You mentioned that you model the customer reviews. How the customer reviews are modelled at GLANDON?
As almost all companies, GLANDON keeps a record of their customer reviews. The reviews measure the quality of services as perceived by customers. There are four areas where the customers evaluate the service provided by GLANDON: cleanliness, environment, experience, and equipment. Then the average score of all these areas is estimated and gives an overall evaluation of the services provided.

Does the modeling of customer reviews differ from that of other companies?
The majority of the companies use descriptive measures, mainly averages, standard deviations and simple trend modelling whenever possible. At GLANDON, the statistical analysis of reviews has moved into more advanced modes of investigation. For example, a practical question is: what are the required values of cleanliness, equipment, etc. in order to achieve a desired target value for the average score? The analysis via statistical estimation and simulation identifies those areas which play the most significant role in the perception of the customers. GLANDON considers these areas and, therefore, both higher customer satisfaction and lower operating costs are achieved simultaneously.

What are the future plans?
I have already started working with some clustering and classification techniques, Figure 3. They are in their first phase of their development. They will help us understand similarities in the behavior of customers. For the moment, no concrete conclusions have been drawn.

Figure 3: Clustering and classification with hypothetical data

Source: www.techdifferences.com

You said that these techniques refer to the study of the behavior of the customers. Can one identify customers through these techniques?
No, both clustering and classification give collective behaviors in that they form groups of people within a cluster or a class. For example, we can realize that people who live in area A tend to behave in a specific way which is different from that of people who live in area B. This may lead to formulation of different policies. Personal identification is neither possible nor useful.

Did you discover any «theoretical relations» for which you talked in the beginning of the interview?
This is a remarkably interesting question and the answer is very difficult to be expressed succinctly. I would say, yes and no. Yes, because we see that there is some pattern among some variables of interest. No, because it is not possible to validly generalize these results to other companies. This would require a different approach. Further, and this is the most important: we do not really discover theoretical relations. This would be overly ambitious, and I would not trust someone who would arrive at such a statement. At best we have a set of hypotheses tested statistically but nothing else. The acceptance of statistical hypotheses is not identical to the discovery or acceptance of a theoretical framework.

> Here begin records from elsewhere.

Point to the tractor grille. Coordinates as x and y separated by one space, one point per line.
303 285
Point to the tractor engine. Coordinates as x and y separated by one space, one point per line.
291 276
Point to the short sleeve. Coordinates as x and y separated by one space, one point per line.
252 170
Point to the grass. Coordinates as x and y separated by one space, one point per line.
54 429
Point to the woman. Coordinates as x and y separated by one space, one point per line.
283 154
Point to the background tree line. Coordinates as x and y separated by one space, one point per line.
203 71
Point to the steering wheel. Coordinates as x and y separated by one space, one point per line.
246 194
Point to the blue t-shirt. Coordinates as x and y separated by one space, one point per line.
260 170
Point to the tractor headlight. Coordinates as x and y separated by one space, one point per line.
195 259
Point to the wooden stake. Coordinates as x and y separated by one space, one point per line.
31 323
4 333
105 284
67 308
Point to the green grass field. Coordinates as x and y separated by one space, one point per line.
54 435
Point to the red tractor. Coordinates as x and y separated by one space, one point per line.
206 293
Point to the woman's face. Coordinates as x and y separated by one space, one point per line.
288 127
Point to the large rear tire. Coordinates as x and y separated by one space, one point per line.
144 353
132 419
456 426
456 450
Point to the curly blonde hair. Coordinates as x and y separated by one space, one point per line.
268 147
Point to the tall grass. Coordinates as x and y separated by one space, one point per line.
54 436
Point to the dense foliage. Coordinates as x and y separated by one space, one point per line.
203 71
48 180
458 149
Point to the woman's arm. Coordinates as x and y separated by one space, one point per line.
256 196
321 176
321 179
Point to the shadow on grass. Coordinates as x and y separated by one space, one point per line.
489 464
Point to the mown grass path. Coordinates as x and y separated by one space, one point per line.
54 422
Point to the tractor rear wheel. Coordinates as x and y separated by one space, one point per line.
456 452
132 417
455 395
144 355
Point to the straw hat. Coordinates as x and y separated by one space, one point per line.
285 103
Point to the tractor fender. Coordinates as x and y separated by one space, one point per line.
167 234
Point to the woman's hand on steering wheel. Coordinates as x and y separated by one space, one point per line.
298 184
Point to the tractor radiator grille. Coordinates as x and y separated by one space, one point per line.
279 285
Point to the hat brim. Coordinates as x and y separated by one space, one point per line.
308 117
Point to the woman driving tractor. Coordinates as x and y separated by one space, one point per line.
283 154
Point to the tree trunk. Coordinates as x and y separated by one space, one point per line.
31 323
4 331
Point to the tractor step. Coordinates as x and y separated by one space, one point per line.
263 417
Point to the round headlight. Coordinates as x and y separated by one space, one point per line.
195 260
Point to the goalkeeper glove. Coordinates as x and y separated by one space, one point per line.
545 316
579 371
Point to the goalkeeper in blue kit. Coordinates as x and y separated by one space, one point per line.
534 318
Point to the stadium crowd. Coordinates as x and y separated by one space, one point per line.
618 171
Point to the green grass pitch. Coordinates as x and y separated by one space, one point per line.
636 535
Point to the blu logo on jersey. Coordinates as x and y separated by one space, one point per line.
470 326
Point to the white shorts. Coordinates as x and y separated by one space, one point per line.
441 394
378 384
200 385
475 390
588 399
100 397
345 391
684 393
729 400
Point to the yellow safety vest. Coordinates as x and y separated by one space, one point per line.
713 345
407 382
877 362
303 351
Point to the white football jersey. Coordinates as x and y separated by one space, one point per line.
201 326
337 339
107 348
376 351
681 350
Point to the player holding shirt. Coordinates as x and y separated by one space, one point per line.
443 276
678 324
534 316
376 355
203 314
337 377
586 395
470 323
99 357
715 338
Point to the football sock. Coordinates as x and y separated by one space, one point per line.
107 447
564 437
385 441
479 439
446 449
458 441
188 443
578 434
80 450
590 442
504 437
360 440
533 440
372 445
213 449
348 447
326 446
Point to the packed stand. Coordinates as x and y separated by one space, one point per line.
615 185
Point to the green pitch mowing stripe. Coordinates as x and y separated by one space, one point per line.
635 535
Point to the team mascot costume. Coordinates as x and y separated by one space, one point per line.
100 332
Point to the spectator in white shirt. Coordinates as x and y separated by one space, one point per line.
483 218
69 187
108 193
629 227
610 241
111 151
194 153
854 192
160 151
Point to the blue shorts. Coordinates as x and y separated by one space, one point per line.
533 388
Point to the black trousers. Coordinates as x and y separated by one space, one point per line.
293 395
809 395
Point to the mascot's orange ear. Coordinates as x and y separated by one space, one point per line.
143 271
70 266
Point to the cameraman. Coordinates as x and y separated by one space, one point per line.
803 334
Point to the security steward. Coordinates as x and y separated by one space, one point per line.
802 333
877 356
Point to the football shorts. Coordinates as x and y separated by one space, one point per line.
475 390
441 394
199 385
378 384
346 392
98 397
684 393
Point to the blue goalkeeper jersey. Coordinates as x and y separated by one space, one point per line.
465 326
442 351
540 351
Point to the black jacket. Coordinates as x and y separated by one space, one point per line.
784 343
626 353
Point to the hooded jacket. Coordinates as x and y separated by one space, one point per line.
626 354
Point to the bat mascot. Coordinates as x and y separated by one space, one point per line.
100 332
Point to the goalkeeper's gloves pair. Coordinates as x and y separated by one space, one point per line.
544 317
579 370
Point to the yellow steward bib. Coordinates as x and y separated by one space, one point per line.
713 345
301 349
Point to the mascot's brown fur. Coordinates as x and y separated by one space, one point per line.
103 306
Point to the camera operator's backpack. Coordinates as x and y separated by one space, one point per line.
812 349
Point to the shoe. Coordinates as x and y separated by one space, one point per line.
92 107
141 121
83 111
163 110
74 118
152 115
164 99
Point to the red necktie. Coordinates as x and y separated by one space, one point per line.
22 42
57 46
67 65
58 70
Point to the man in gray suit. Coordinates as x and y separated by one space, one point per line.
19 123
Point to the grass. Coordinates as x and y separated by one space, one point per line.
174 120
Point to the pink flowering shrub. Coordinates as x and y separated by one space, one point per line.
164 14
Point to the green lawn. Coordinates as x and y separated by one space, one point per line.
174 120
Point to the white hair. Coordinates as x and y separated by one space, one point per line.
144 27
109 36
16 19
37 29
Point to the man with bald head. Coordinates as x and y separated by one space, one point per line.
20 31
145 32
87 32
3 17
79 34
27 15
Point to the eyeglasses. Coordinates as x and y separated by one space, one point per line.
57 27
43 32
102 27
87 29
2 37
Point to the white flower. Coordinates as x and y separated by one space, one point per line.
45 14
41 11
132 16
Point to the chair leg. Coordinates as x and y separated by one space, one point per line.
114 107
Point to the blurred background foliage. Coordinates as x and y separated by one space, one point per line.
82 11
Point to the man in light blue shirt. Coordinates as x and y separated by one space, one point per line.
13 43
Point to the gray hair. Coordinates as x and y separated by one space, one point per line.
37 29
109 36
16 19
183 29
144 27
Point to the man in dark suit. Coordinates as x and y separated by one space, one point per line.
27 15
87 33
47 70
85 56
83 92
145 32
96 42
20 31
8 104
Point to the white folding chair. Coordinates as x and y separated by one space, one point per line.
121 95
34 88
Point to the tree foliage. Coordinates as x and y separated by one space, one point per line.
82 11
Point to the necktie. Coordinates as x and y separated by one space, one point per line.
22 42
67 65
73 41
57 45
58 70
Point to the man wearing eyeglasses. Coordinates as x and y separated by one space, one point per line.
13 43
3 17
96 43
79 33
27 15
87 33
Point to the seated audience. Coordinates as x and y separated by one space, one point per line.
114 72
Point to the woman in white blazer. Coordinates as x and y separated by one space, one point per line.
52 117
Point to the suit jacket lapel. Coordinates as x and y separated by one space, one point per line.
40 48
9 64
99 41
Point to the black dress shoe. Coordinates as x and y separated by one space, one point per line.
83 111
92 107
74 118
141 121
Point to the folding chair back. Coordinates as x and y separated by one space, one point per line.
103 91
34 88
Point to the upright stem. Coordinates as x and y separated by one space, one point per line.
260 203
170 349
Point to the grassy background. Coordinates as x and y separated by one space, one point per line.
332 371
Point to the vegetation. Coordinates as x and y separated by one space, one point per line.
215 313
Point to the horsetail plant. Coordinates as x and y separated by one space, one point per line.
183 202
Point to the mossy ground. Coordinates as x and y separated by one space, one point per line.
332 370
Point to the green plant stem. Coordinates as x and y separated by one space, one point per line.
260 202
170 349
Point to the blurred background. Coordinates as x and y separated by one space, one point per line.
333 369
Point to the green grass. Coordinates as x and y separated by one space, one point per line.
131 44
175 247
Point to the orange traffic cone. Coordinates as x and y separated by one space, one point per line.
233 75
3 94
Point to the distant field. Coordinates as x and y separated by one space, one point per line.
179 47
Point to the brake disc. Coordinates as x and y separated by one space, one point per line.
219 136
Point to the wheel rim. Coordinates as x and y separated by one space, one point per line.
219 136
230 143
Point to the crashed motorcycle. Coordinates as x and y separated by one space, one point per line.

Some final thoughts about the modelling at GLANDON?
Statistical techniques used at GLANDON belong to advanced modelling. Non-stationary time series analysis, vector error correction models, Kalman filter, and dynamic factor models are some examples of these techniques. However, as the renowned statistician George Box has said, «all models are wrong, but some are useful». By this he meant that all models capture some aspects of reality but leave other aspects outside. In this sense, all models are wrong. However, some of them are useful for some purposes. This is the way that I personally understand statistical modeling at GLANDON. Models are valuable tools that may work relatively well under strict assumptions which not all are necessarily met in practice. If this is the case, and usually it is, the quality of models as representation devices of reality is even lower. Given this limitation, they can give only a rough approximation of the reality, irrespective of their statistical sophistication. Nevertheless, the most important factors that determine the usefulness of these models are their meaningful interpretation and careful implementation. In a business environment many unpredictable factors may change the ordinary state of being and acting. Sometimes it is difficult to discern what is meaningful information and what is simply noise. I and GLANDON management are aware of this limitation and GLANDON formulates its business policy under this caveat.